Chocolate for 38 years
The total cost of the games was originally put at €5.5 billion. Due to a calculation error, the planning committee had to add around €1.5 million to that total - someone had forgotten to add VAT. Predictably, the Olympic Stadium is also consuming more money than planned. Instead of the original sum of €366 million, it will now cost more than €400 million. In short, this costs every Londoner £20 a year, or, to use Mayor Ken Livingstone’s words, a bar of chocolate per person per week for 38 years.
And it’s not only the residents of Clay’s Lane who are resisting the Olympic plans. So-called ‘travellers’, who have been living in camper vans next to Clay’s Lane for around 35 years, now also have to find a new home. Elsewhere, citizens’ action groups are opposing the relocation of basketball courts and the remodelling of parks.
In the meanwhile, John Joyce takes it all in his stride. His Olympics walking tour includes a dirty, debris-filled street. All the factories will be demolished. ‘The warehouses over there too,’ adds Joyce, pointing to a row of low buildings with rounded brown roofs. It’s there, close to Stratford station, that the swimming pools will be built.
Experience is built on mistakes
Stratford will be the gateway to the Olympic world. The slogan, ‘Ask me about the 2012 Games’ is emblazoned on the bright red shirts worn by the volunteers who stand in front of the station. Part of the team at the Olympic Delivery Authority (ODA), which is responsible for the infrastructure at the games, is one John Regis – a former world class sprinter who represented Great Britain in three Olympic Games.

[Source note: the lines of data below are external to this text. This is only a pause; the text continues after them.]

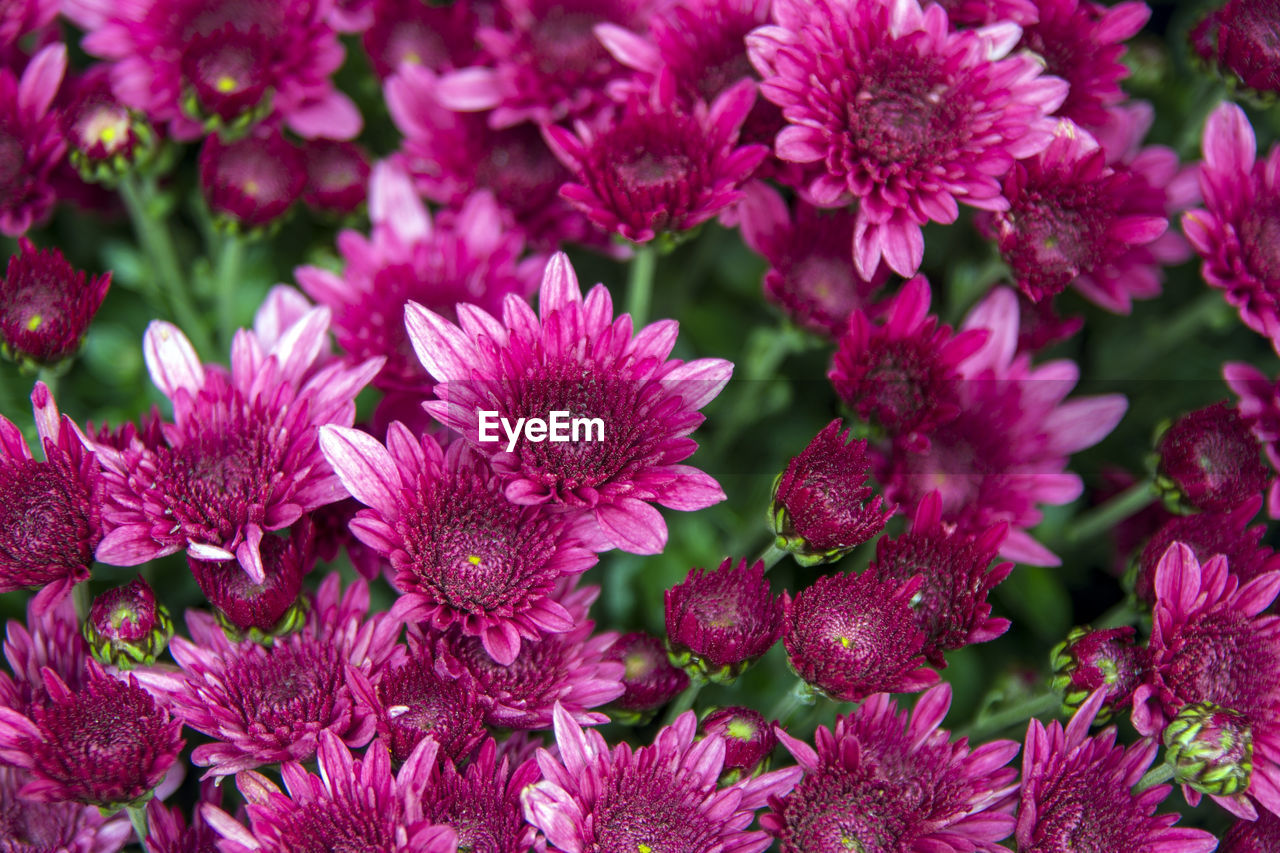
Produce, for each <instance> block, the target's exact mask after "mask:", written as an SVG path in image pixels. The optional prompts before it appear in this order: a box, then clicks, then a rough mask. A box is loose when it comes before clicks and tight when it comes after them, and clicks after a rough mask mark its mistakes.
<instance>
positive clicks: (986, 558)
mask: <svg viewBox="0 0 1280 853" xmlns="http://www.w3.org/2000/svg"><path fill="white" fill-rule="evenodd" d="M1007 530H1009V528H1007V525H1005V524H997V525H993V526H991V528H987V529H986V530H982V532H980V533H978V534H966V533H961V532H957V530H956V529H955V528H954V526H951V525H948V524H943V521H942V501H941V498H940V497H938V494H937V492H933V493H929V494H927V496H925V497H924V500H923V501H920V505H919V506H918V507H916V508H915V517H914V519H913V521H911V529H910V530H909V532H906V533H902V534H901V535H897V537H892V538H891V537H881V538H879V539H878V540H877V542H876V560H874V561H873V562H872V564H870V566H868V569H867V571H869V573H874V574H876V576H877V578H878V579H881V580H883V581H886V583H896V584H905V583H908V581H910V580H911V579H913V578H915V576H916V575H919V576H920V578H922V579H923V583H922V585H920V588H919V589H918V590H916V592H915V594H914V596H913V598H911V608H913V610H914V611H915V620H916V622H918V624H919V626H920V630H923V631H924V638H925V639H924V648H923V652H924V654H925V657H928V658H929V662H931V663H933V665H934V666H946V660H945V658H943V657H942V653H943V652H947V651H954V649H957V648H964V647H965V646H969V644H973V643H986V642H989V640H993V639H996V638H997V637H1000V635H1001V634H1004V633H1005V631H1007V630H1009V620H1007V619H1002V617H997V616H992V615H991V603H988V601H987V596H989V594H991V590H992V589H995V588H996V587H997V585H1000V584H1001V583H1002V581H1004V580H1005V579H1006V578H1007V576H1009V573H1011V571H1012V570H1014V564H1011V562H1000V564H996V565H992V564H993V561H995V560H996V556H997V555H998V553H1000V546H1001V544H1002V543H1004V540H1005V535H1006V533H1007Z"/></svg>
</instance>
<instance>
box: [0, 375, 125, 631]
mask: <svg viewBox="0 0 1280 853" xmlns="http://www.w3.org/2000/svg"><path fill="white" fill-rule="evenodd" d="M31 403H32V409H33V411H35V416H36V433H37V434H38V437H40V441H41V443H42V444H44V451H45V461H42V462H41V461H38V460H36V459H33V457H32V453H31V450H28V447H27V441H26V438H23V434H22V430H20V429H18V427H17V425H15V424H14V423H13V421H10V420H9V419H8V418H4V416H3V415H0V496H3V498H0V593H5V592H13V590H14V589H26V588H37V589H40V592H38V594H37V596H36V601H35V607H36V611H37V612H40V611H42V610H45V608H47V607H50V606H52V605H56V603H58V602H59V601H60V599H61V598H63V597H64V596H65V594H67V593H68V592H69V590H70V588H72V587H73V585H76V584H78V583H82V581H84V580H88V576H90V567H91V566H92V564H93V552H95V549H96V548H97V547H99V543H100V542H101V539H102V502H104V500H105V485H104V478H102V474H101V470H100V469H99V459H97V456H96V455H95V453H91V452H90V451H87V450H84V446H83V444H82V443H81V439H79V435H78V434H77V429H76V425H74V424H72V421H70V419H69V418H67V416H64V415H59V412H58V405H56V403H55V402H54V397H52V394H50V393H49V388H47V387H46V386H45V383H42V382H37V383H36V388H35V389H33V391H32V392H31Z"/></svg>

Regis is a media-pro and when called upon flashes a beaming smile. London should also be showing its best face when the eyes of the world are on the city. Regis wants to help – he was at the games in both Sydney and Athens as a young talent manager. ‘We want to learn from all previous games and to filter out the pros for us.Athens taught me that you have to get things done on time.’
For example, the structures created by Spanish star architect Calatrava for the Athens Olympics required vast amounts of steel. The water sports centre was left open air, because the glass roof wasn’t finished in time - that kind of thing shouldn’t happen in London. The magic formula is ‘2-4-1’ – two years of planning, from 2005 to 2007, followed by a four year construction phase. In 2011 all the facilities will then get a test drive.
And another lesson can be learnt from Athens: the facilities there haven’t been opened up to tourists, and are now gradually decaying. In London plans are being made for the aftermath of the Olympics, as at Barcelona 1992. The improvements to the infrastructure and leisure opportunities as a result of the Barcelona games were hailed as a success. The ODA wants to match the Spanish by including east Londoners in the planning process.
However, one local journalist – who does not wish to be named – fears that the residents will hardly profit at all. He believes the promise of 9, 000 new apartments and 12, 000 new jobs in the Olympic park alone to be ‘overambitious’.
He could be right. The London Chamber of Commerce and Industry made the assumption in a report that it would be eastern Europeans who would benefit most. They are prepared to work harder for less money.
The London authorities wanted to reshape Clay’s Lane even before the decision on the Olympics was taken. ‘The merit of the games is merely that it has accelerated the whole process,’ suggests the journalist. London achieved precedence over Paris because the urban planning concept won the Olympic committee over.
As for John Joyce, he says he doesn’t expect much from the Olympics. ‘I would profit most by selling my house,’ he says. The price of land has climbed rapidly. Joyce is content though. He wants to enjoy his retirement and continue walking. He is looking forward to 2012 and is hoping he will still be offering tours during the games themselves, from 21st July to 12th August. Then, of course, there’ll be a bit more to see.